Smallholder farmers to transform Africa’s agriculture

Since smallholder farmers have small gardens and use simple hand tools they are in a better position to take good care of their crops and their gardens especially if they have the needed skills and inputs including fertilisers and irrigation tools.

They are in a better position to come up with high yields since they closely monitor the crops growing in the gardens.
This was observed in the Africa Agriculture Status Report (AASR) that was commissioned in 2017 by the Alliance for a Green Revolution in Africa (AGRA) when it stated, “Majorly, the key contributors to the African agricultural growth will be small and medium enterprises and smallholder farmers.”

The report warned that Sub-Saharan aggregate annual food import bill would rise to $110b in 2025 from about $35b in 2017 which would put a strain on the continent’s fledging economies unless governments put their concerted efforts in building an agro-based economy by providing an enabling environment to smallholder farmers.

It went on to state that Africa had about 51 million farms of which 80 per cent (or 41 million) were smaller than five acres and that those farms brought forth 70 per cent of Africa’s total food requirements and their numbers were increasing.

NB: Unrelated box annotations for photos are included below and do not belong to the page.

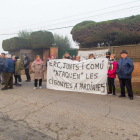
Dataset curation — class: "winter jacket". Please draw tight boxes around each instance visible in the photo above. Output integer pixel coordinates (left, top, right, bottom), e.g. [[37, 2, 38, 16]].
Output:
[[14, 59, 24, 75], [0, 57, 6, 72], [31, 61, 45, 79], [108, 61, 117, 78], [116, 57, 134, 79], [46, 58, 50, 67], [4, 58, 15, 73], [23, 56, 30, 69], [63, 55, 72, 59]]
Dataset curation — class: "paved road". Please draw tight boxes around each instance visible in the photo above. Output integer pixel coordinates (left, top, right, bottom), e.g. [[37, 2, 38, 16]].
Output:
[[0, 75, 140, 140]]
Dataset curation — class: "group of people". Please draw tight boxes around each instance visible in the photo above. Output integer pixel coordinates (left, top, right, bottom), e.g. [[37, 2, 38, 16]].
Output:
[[0, 53, 31, 90], [106, 50, 134, 100], [0, 50, 134, 100]]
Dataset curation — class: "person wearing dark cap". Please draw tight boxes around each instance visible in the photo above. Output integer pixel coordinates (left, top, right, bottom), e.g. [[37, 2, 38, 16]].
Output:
[[63, 51, 72, 59], [23, 54, 31, 82], [14, 56, 24, 86], [106, 51, 111, 60], [1, 54, 15, 90], [0, 53, 6, 85], [89, 54, 96, 59], [116, 50, 134, 100]]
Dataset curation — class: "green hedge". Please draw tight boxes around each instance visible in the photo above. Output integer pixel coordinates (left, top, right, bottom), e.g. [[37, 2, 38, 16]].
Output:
[[29, 31, 54, 49], [71, 15, 140, 47], [2, 37, 31, 51], [2, 31, 54, 51]]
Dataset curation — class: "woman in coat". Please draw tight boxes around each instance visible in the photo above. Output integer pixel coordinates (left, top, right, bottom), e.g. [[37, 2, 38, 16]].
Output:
[[31, 55, 45, 89], [13, 56, 24, 86]]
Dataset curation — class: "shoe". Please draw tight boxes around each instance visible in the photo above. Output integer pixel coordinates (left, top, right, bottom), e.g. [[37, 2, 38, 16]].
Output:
[[16, 84, 22, 87], [118, 95, 126, 97], [129, 97, 133, 100], [1, 88, 8, 90], [13, 83, 17, 85]]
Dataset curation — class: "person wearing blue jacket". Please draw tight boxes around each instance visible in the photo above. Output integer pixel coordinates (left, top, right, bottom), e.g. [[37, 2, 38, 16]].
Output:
[[1, 54, 15, 90], [116, 50, 134, 100], [0, 53, 6, 85]]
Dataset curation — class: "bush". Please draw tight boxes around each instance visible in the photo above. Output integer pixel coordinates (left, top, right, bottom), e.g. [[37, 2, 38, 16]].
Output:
[[29, 31, 54, 49], [2, 37, 31, 51], [71, 15, 140, 47]]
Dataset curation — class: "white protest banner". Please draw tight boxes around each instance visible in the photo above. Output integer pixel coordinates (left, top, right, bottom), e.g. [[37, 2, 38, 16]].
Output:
[[47, 58, 108, 95], [78, 49, 108, 60]]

“Agriculture must not always be looked at as a large-scale enterprise thanks to the American and European agrarian revolutions, where land consolidation was the norm,” it says. “While larger farms present a pleasant mechanisation platform, they kill employment. With smallholder farmers however, the employment numbers are significant. For instance, for every 1000 litres of milk in Kenya there are 23 full-time jobs for the self-employed, 50 permanent full-time jobs for employees, and three full-time casual labour jobs.”
It compared this situation with large scale mechanised monocultures which take 150 acres to create one job.

It urged Sub-Saharan governments to commit at least 10 per cent of their annual budgets to agriculture as per the Comprehensive Africa Agriculture Development Programme (CAADP). The report also praised Rwanda for allocating 10.2 per cent of its budget to agriculture while the majority of other countries on the continent were only about half-way to achieving the CAADP goal.